Ask HN: Do you really like Google's Material Design? - rochak
I have been on the Android bandwagon for quite a while using it since Gingerbread. The version with the best aesthetically pleasing design for me was Kitkat. After that with the introduction of Google&#x27;s Material Design with Lollipop, I was kind of unsure with their take on the layered card like design. And even the waves that appeared when you clicked a button. Did you too have the same experience?
======
cocktailpeanuts
I find it funny how a company not particularly famous for being good at design
(probably the other way around) tells people what to do in terms of design.

I understand where they're coming from--they have so many shitty designed apps
on their play store that they probably felt the need to give guidance--but
there are still many of their guidelines that are too subjective and i
disagree with.

Basically they too have no idea what they're doing.

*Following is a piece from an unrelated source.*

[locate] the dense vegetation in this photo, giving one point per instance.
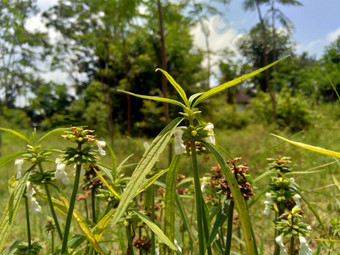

One good example is their
bottom navigation bar. They used to "recommend" that you shouldn't use those
but use the top header, but found out that it's much more convenient for users
to have the buttons at the bottom, so they changed their mind and added the
bottom navigation bar. Knowing this, I just use it as a guideline but never
think of it as an absolute rule. It's bad for building cross-platform apps
too.

------
g00gler
IMO, Android has gotten better every year. I love material design.

As a developer (clear distinction from designer) my favorite thing about
mobile development is the UI components. I can create something much more
compelling with MD with much less effort.

------
davelnewton
I'm not a huge fan of the micro-interaction animations to the degree they seem
to be in vogue now.

Other than that, yeah, I like it in general.